Politique

Libye : Saïf al-Islam Kadhafi assassiné à Zintan

Matumabiri Masumbuko Matou Journaliste - blogueur
3 min de lecture
Partager :
Partagé !
Libye : Saïf al-Islam Kadhafi assassiné à Zintan
Illustration en image

ZINTAN, Libye – Saïf al-Islam Kadhafi, 53 ans, longtemps présenté comme l’héritier politique de son père Mouammar Kadhafi avant la chute du régime en 2011, a été tué mardi 4 février à Zintan, dans l’ouest de la Libye.
Selon son avocat français, Marcel Ceccaldi, Saïf al-Islam a été assassiné vers 14 heures locales « dans sa maison, par un commando de quatre personnes ». D’après des sources proches de son entourage, les assaillants auraient neutralisé les caméras de surveillance avant de pénétrer dans la résidence.
Recherché par la Cour pénale internationale pour crimes contre l’humanité liés à la répression de la révolte de 2011, Saïf al-Islam avait été arrêté la même année dans le sud libyen et détenu à Zintan. Condamné à mort en 2015 à l’issue d’un procès largement critiqué, il avait ensuite bénéficié d’une amnistie. Depuis, sa localisation était incertaine : « Il bougeait souvent », a précisé son avocat, qui a également évoqué des « failles de sécurité » signalées une dizaine de jours avant sa mort.
Formé en Occident et considéré, avant 2011, comme un potentiel réformateur, Saïf al-Islam Kadhafi avait vu sa réputation s’effondrer lorsqu’il avait menacé les insurgés de « bains de sang » au début de la rébellion. En 2021, il avait tenté un retour sur la scène politique en se portant candidat à l’élection présidentielle, misant sur le soutien des nostalgiques de l’ancien régime. Le scrutin avait finalement été annulé dans un pays toujours miné par les divisions.

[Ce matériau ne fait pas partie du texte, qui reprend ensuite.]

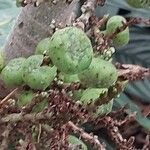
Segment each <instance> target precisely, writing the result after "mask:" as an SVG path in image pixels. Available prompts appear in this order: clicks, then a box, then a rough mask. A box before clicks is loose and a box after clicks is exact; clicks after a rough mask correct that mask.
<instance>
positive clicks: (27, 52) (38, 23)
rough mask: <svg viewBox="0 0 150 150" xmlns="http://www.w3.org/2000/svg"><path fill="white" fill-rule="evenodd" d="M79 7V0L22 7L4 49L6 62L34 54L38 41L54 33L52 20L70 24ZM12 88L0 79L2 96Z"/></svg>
mask: <svg viewBox="0 0 150 150" xmlns="http://www.w3.org/2000/svg"><path fill="white" fill-rule="evenodd" d="M50 1H51V0H50ZM79 7H80V2H79V0H73V2H72V3H71V4H67V3H65V2H64V1H63V0H59V1H58V2H57V4H53V3H52V2H44V3H42V4H41V5H40V6H38V7H34V6H33V5H27V6H25V7H24V8H22V11H21V13H20V15H19V16H18V19H17V21H16V24H15V25H14V27H13V29H12V32H11V34H10V35H9V37H8V40H7V41H6V44H5V47H4V50H3V55H4V59H5V63H6V64H7V63H8V61H9V60H10V59H13V58H16V57H20V56H23V57H28V56H30V55H31V54H33V53H34V50H35V47H36V45H37V43H38V42H39V41H40V40H41V39H43V38H46V37H49V36H51V35H52V33H53V30H52V28H51V27H50V25H51V22H52V20H53V19H54V20H55V21H56V24H59V23H62V24H63V25H68V24H70V22H71V20H72V19H73V18H72V17H76V15H77V12H79V11H78V9H79ZM10 90H12V88H11V89H10V88H8V87H6V86H5V85H4V84H3V82H2V81H0V97H1V98H2V97H4V96H6V95H7V94H8V93H9V92H10Z"/></svg>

Pour certains observateurs, sa mort pourrait transformer Saïf al-Islam en figure martyre pour une partie de la population, tout en éliminant un acteur controversé du jeu politique libyen. L’ancien porte-parole du régime Kadhafi, Moussa Ibrahim, a dénoncé un assassinat « perfide » et affirmé que Saïf al-Islam aspirait à « une Libye unie et souveraine ».

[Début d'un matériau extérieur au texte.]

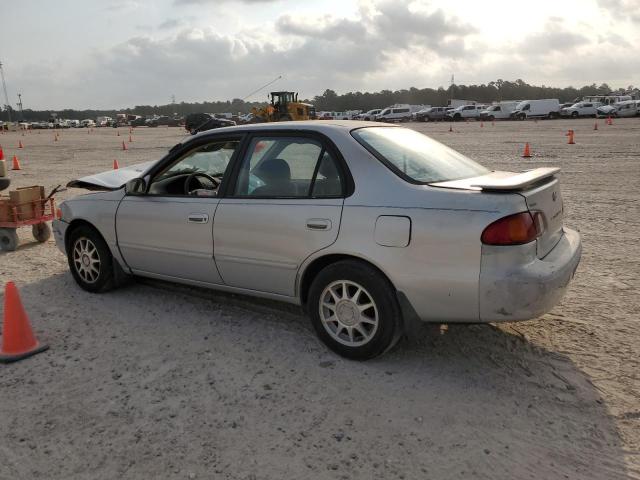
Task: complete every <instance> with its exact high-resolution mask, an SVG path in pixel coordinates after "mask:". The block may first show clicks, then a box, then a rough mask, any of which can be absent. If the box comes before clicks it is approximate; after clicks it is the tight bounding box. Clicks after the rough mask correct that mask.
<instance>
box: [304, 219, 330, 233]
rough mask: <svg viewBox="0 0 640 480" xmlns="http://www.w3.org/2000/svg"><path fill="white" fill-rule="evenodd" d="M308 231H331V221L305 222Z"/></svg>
mask: <svg viewBox="0 0 640 480" xmlns="http://www.w3.org/2000/svg"><path fill="white" fill-rule="evenodd" d="M307 228H308V229H309V230H331V220H327V219H326V218H310V219H309V220H307Z"/></svg>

Quatorze ans après la chute de Mouammar Kadhafi, la Libye reste profondément instable. Deux autorités rivales se disputent le pouvoir : le gouvernement d’unité nationale basé à Tripoli et reconnu par l’ONU, et une administration parallèle à Benghazi, soutenue par le maréchal Khalifa Haftar.
L’assassinat de Saïf al-Islam Kadhafi illustre la persistance de la violence politique en Libye, où les règlements de comptes continuent de façonner l’avenir incertain du pays.